Rawlings unbuckled himself and crawled out from under the wreck. He gagged and vomited as he turned to see Pickford literally ripped to shreds by the chain gun’s 25mm rounds. He could barely right himself against the twisted frame. His right leg was shattered, pain shot throughout his body. His head was ringing. He struggled to focus. He was alone and nearly in tears. The smoke stung his eyes; the noise assaulted his ears, shattering his sensibilities. He sat dazed. Nearby was an AT-4. He managed to grab it and crawl a few yards from the FAV.
An RPG round swished through the trees and clipped a nearby fir, detonating in a roar, hot metal fragments tearing unmercifully at the branches. The remaining SS-25 TEL gunned its engine desperately trying to escape. Small-arms fire continued to strafe Rawlings’s position. He managed to get himself upright behind a log. He was only eighty yards from the last TEL.
Shouting came from his right. They had him. A searchlight swept his position, a heavy machine gun kicked in, splintering the nearby trees. Rawlings steadied the missile tube on his shoulder, the helpless TEL filling the sight. Tears filled his eyes as he pulled the plastic trigger. The rush of the small rocket brushed his cheek, the stabilizing fins deploying, the solid propellant accelerating the deadly antiarmor warhead. As the missile flew true to the target, the Russians raked his position with fire, flinging him backward. Captain Jim Rawlings died without seeing the thunderous explosion that ignited the surrounding forest like matchsticks and consumed everything in its path.

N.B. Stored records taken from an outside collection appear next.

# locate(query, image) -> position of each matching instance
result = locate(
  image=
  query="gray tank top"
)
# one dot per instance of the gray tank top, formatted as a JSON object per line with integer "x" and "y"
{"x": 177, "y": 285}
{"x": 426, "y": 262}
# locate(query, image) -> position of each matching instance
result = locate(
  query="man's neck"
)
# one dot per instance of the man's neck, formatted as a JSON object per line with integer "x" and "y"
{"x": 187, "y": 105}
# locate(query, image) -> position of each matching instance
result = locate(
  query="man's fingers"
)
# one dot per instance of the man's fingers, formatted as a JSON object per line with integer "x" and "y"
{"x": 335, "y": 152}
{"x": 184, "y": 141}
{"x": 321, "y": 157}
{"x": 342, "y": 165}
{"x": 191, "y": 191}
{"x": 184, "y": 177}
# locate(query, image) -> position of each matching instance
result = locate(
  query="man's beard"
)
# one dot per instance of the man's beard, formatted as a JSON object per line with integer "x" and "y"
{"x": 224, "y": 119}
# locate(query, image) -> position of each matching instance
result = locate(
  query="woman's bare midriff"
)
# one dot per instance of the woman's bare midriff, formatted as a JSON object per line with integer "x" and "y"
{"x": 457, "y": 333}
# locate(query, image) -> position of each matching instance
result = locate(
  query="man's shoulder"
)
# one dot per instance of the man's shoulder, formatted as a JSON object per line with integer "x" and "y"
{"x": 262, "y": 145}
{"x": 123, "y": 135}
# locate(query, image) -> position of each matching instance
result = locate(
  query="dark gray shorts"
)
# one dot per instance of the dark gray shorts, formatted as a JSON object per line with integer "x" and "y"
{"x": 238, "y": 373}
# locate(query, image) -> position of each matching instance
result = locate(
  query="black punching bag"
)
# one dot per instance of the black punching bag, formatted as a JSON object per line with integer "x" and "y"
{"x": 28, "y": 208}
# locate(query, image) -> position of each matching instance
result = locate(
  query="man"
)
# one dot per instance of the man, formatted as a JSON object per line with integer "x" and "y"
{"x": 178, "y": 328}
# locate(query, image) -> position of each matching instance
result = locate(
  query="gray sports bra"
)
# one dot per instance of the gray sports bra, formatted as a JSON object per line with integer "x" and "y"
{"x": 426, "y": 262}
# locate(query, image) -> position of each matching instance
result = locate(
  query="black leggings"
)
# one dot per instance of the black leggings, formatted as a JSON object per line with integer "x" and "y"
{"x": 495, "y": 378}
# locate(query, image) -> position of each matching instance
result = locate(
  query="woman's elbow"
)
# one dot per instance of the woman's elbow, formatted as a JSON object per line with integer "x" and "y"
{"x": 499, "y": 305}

Thomas sat in the private quarters on board
Air Force One
. The newest model of the presidential plane made the one retired in the early nineties look like a flying Greyhound bus. He had protested the arrangements, but the president had issued a direct order. He lacked the attendant staff that normally accompanied the president. The huge plane held only eleven passengers besides the normal four-man air-force crew and two attendants.
Besides Thomas, Benton, and four other Rangers were the acting secretary of state, an interpreter, a doctor, and two military officers—one army for communications and one air-force computer expert for proposal analysis. The latter was most likely a McClain plant. The lieutenant colonel had come direct from CINCSRAT’s staff in the field, and most certainly had his orders—warn the general if Thomas was giving away the farm. The ranking civilian in the crowd, an ex-senator and now acting secretary of state, had been told to keep his mouth shut. Thomas would be running the negotiations. It was quite a cast, but Thomas only truly trusted Benton. The tough Ranger had become much more than a mere bodyguard; he was a confidant and friend. Benton possessed a simple Southern charm and educated dry wit that put the chaos and pain into perspective. Easily passed off as a dull country boy, the physically hard major possessed an unshakable faith that uplifted Thomas. He didn’t want to face the Russians without Benton watching his back.